Membership Inference Attacks with False Discovery Rate Control
Chenxu Zhao , Wei Qian , Aobo Chen , Mengdi Huai
Published on arXiv
2508.07066
Membership Inference Attack
OWASP ML Top 10 — ML04
Key Finding
Provides statistically rigorous FDR control for membership inference attacks in black-box settings while functioning as a plug-in wrapper for existing MIA methods.

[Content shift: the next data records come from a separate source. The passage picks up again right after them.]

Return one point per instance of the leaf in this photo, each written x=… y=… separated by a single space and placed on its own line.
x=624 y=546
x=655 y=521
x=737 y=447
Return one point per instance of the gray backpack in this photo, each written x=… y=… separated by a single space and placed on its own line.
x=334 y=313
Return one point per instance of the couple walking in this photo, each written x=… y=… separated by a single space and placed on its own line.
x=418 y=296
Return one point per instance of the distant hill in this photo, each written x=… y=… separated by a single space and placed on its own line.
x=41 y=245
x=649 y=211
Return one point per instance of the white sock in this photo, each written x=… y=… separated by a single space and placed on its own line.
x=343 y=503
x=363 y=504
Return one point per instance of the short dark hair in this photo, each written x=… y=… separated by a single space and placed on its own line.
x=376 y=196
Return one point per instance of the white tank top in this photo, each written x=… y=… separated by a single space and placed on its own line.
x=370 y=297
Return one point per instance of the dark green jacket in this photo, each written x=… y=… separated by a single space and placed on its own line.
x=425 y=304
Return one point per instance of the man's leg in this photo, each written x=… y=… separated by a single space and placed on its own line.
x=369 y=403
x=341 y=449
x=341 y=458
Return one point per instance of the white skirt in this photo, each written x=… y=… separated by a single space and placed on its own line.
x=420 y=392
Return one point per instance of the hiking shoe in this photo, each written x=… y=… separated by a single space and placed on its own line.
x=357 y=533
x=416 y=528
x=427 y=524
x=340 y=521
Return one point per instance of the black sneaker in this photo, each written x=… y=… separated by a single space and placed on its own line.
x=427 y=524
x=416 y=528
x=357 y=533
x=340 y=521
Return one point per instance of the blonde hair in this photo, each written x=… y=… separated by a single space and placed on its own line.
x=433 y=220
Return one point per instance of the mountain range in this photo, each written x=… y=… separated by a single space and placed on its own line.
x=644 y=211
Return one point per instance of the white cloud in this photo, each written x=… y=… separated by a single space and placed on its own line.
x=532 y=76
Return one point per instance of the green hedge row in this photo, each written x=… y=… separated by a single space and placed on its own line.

Recent studies have shown that deep learning models are vulnerable to membership inference attacks (MIAs), which aim to infer whether a data record was used to train a target model or not. To analyze and study these vulnerabilities, various MIA methods have been proposed. Despite the significance and popularity of MIAs, existing works on MIAs are limited in providing guarantees on the false discovery rate (FDR), which refers to the expected proportion of false discoveries among the identified positive discoveries. However, it is very challenging to ensure the false discovery rate guarantees, because the underlying distribution is usually unknown, and the estimated non-member probabilities often exhibit interdependence. To tackle the above challenges, in this paper, we design a novel membership inference attack method, which can provide the guarantees on the false discovery rate. Additionally, we show that our method can also provide the marginal probability guarantee on labeling true non-member data as member data. Notably, our method can work as a wrapper that can be seamlessly integrated with existing MIA methods in a post-hoc manner, while also providing the FDR control. We perform the theoretical analysis for our method. Extensive experiments in various settings (e.g., the black-box setting and the lifelong learning setting) are also conducted to verify the desirable performance of our method.
Key Contributions
- Novel MIA framework that provides provable false discovery rate (FDR) and marginal probability guarantees on incorrectly labeling non-members as members
- Post-hoc wrapper design that integrates seamlessly with existing MIA methods without retraining or modifying them
- Theoretical analysis of FDR guarantees and empirical validation across black-box and lifelong learning settings
🛡️ Threat Analysis
The paper's sole focus is membership inference attacks — determining whether specific data records were in a model's training set — with a novel contribution of FDR control guarantees on top of existing MIA methods.